2017
Allemaal kinderen van God
September 2017


Allemaal kinderen van God

De auteur woont in Utah (VS).

‘Het is een boeddhistische tempel’, zei mama. ‘Dit is Yéyés geloof.’

‘Wij eisen het goed recht de almachtige God te aanbidden volgens de stem van ons eigen geweten, en kennen alle mensen hetzelfde goed recht toe: laat hen aanbidden hoe, waar of wat zij willen’ (Geloofsartikelen 1:11).

Afbeelding
all children of God

Iren had het op bezoek in Taiwan naar zijn zin. Zijn grootvader, zijn Yéyé, nam hem en zijn zusje, Ila, mee naar de dierentuin en op een boottocht naar een eilandje. Ze bezochten prachtige tuinen met mangobomen en orchideeën. En ze gingen naar een berg waar apen hun eten probeerden te stelen! Ila was bang van de apen, maar Iren vond ze geweldig.

Yéyé wilde Iren en Ila tonen waar hun familie vandaan kwam. Hij liet ze kennismaken met hun familieleden. Hij nam ze ook mee uit eten om andere gerechten te proberen. Iren had geoefend om met stokjes te eten. Hij was er echt goed in.

Op een dag nam Yéyé Iren, Ila en hun ouders mee naar een bijzondere plek. Het was een groot gebouw met grote open deuren en een glanzende houten vloer. Voor ze binnengingen, deden ze hun schoenen uit. ‘Je moet hier eerbiedig zijn’, zei mama. ‘Net zoals in de kerk.’
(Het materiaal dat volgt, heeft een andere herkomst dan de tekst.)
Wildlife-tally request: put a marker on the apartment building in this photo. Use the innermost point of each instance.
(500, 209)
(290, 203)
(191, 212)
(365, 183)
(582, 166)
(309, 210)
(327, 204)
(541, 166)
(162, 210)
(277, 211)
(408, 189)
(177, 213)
‘Is dit een kerk?’ vroeg Iren. Het leek helemaal niet op een kerk. Het kleurrijke dak van het gebouw had gekrulde randen. Mensen in donkerblauwe gewaden gingen stilletjes naar binnen en naar buiten.

‘Min of meer’, zei mama. ‘Het is een boeddhistische tempel. Maar mensen komen hier niet naartoe om te trouwen of aan elkaar verzegeld te worden zoals in onze tempels. Dit is een kerk van Yéyés geloof. Hij komt hier naartoe om over de leringen van Boeddha te horen en anderen te helpen.’

Papa zei: ‘Weet je nog dat we een maand geleden op het nieuws die aardbeving in Taiwan zagen? Yéyé en de andere vrijwilligers in zijn tempel hielpen na de aardbeving.’

‘Wat deden ze dan?’ vroeg Ila.

‘Ik denk dat ze mensen water brachten en het puin opruimden’, zei papa. ‘Ze hielpen de mensen die hun huis kwijtgeraakt waren ook om onderdak te vinden.’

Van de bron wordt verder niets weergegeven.